Ella me llevó por un amplio vestíbulo hasta una cocina grande y vetusta, con los muebles de madera negruzca y las paredes pintadas de amarillo intenso. Había cacharros de cobre y un horno centenario. A través de la ventana del fondo, de cristales emplomados, podía verse un campo verde bañado por la lluvia.
—Ésa es mi intención —contestó Nazaret con voz serena, casi impersonal.
—¿De dónde eres?
—Del norte —me respondió secamente.
—¿De qué norte? —insistí, en un tono pícaro que evidenciaba mi ánimo. Me sentía travieso, juguetón.
—¿Has venido aquí para perdonarme, o solo para hablar de tonterías? —me atacó de pronto, lanzándome una mirada con la que podría haber apagado las llamas del mismísimo infierno.
—No quiero tus disculpas —respondí con chulería—. No sirven de nada cuando el mal ya está hecho.
—En ese caso te recomendaría que te marchases.
Y me lo decía tan tranquila, como si hablara del parte meteorológico o de lo que pondría de aperitivo con las cervezas.
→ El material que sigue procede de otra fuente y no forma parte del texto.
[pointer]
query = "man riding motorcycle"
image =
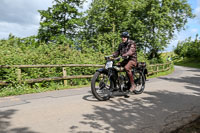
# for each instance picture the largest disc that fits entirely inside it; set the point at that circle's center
(127, 48)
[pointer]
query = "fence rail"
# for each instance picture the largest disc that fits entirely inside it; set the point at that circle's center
(154, 69)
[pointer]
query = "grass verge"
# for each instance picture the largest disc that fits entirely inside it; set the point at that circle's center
(38, 88)
(188, 62)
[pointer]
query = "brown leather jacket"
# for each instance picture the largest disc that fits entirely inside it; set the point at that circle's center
(127, 49)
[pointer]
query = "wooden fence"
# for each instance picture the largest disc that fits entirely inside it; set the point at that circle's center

Me decía a las claras que me largase de su casa, que allí estaba estorbando. ¿Tan poca estima me tenía?
—¿De verdad quieres que me marche? —pregunté, luchando por mantener a raya la indignación.
—No, pero si no has venido a oír mis disculpas ignoro tus propósitos —comentó ella, mientras sacaba dos latas de cerveza del frigorífico y ponía en mi mano una de ellas. Su desparpajo me impresionaba sobremanera.
—No me importa que me hayas estado engañando —dije, observando cómo Nazaret abría su cerveza y le daba un trago largo y un poco lascivo. Sentí un leve cosquilleo en la entrepierna que instintivamente me apresuré a sofocar—. Lo único que quería era conocerte, saber más de ti.
—Eso podrías haberlo hecho más adelante, sin necesidad de que vinieras hoy.
—¿Me lo habrías permitido? —contraataqué.
Ella guardó silencio durante un instante, sonriéndome con aquella expresión entre candorosa y traviesa que parecía caracterizarla. Supe que la tenía en el bolsillo, y para mis adentros solté un resoplido de alivio. ¡Oh, Nazaret!
—Seguramente no —comentó, dándole después otro trago seductor a la cerveza—, pero ¿quién sabe?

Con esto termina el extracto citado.